Visited mum last night. She was folding her clothes in front of the tv. In fact she was so absorb in folding the clothes. I didn't want to disturb her pace. She looked so fragile. I had a tinge of sadness looking at her but didnt want to show it to her. Syahirah said that mum was still coming with terms of Wa's passing. It's never easy to lose someone close to you...not matter whether you are young or old. The emotions of grief are the same. I still miss Pak terribly at times.
Mum was aware of Wa's passing when I spoke to her...but this is something that we all have learn to accept of mum's condition...she has selective memory. She might remember something for a few minutes or repeat a conversation again. Again and again.

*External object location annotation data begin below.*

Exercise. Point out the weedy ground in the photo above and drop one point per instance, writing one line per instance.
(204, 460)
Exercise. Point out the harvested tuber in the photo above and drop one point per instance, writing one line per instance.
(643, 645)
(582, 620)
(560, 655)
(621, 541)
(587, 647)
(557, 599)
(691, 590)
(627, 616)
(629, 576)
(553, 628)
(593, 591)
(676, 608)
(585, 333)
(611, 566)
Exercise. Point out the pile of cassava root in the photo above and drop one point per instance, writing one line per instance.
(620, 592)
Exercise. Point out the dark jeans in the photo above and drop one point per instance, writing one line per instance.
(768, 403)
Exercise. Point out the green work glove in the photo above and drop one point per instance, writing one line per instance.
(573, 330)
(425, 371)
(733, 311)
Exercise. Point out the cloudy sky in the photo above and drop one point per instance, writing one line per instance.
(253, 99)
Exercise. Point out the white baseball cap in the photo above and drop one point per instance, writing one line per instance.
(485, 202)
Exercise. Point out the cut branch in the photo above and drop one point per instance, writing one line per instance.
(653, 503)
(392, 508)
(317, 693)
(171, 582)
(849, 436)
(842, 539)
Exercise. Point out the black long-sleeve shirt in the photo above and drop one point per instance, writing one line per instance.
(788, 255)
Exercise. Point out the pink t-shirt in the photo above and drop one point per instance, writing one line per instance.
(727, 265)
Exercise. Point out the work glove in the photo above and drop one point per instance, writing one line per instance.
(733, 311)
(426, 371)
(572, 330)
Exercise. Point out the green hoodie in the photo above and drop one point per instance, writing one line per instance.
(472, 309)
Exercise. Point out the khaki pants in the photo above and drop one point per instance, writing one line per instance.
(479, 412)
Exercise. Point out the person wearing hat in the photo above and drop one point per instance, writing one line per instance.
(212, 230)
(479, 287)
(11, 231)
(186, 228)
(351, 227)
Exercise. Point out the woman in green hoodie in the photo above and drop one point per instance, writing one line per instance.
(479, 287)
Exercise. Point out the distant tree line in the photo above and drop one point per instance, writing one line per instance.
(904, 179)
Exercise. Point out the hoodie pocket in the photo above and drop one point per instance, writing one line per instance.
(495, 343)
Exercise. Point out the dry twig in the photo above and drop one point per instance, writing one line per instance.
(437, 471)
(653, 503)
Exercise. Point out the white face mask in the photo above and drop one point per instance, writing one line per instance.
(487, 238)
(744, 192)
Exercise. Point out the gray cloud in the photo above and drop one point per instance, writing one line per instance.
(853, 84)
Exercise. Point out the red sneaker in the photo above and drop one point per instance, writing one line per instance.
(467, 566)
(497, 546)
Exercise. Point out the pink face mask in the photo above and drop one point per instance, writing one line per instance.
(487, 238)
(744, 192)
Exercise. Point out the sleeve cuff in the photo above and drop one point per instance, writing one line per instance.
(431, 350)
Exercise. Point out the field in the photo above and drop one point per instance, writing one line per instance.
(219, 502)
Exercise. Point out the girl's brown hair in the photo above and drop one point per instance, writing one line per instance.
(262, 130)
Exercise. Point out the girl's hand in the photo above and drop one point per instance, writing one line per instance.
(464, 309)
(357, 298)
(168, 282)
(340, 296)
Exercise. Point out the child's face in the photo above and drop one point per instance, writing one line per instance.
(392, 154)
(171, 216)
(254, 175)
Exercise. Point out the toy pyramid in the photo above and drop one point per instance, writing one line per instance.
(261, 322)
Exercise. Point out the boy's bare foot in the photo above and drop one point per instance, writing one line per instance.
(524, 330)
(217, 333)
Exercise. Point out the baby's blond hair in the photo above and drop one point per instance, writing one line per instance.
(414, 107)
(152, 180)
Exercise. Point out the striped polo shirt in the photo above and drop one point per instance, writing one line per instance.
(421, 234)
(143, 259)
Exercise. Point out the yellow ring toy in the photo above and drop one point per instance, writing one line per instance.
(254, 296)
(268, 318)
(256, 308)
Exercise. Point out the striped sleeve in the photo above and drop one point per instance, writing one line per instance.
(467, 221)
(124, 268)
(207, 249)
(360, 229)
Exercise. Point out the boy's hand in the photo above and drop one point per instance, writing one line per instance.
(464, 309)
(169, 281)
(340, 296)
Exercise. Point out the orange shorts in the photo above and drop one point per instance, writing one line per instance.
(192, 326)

It saddened to think that mum has to come to terms with so many things in her twilight years...things and people around her can be very disorienting...and frightening. As a daughter, I don't know whether I am sensitive to her needs or am I self absorbent of my own problems. Too self centred of our own life.Will my children hold my hands as I had held them when they were young. I cant be second guessing of what's is in mum's mind....but I sure hope she doesn't have any doubts of our love for her.
Something on a lighter note, hubby asked the waiter in Nando's today for invoice instead of the bill. He is aging ...and he is always telling me to remind him about stuffs...to pay the bills, to call up someone...to see someone....he has enough gadgets with him to bleep and ring but he still needs me to rely on. It's okay, am not complaining. In fact I need it more than he knows.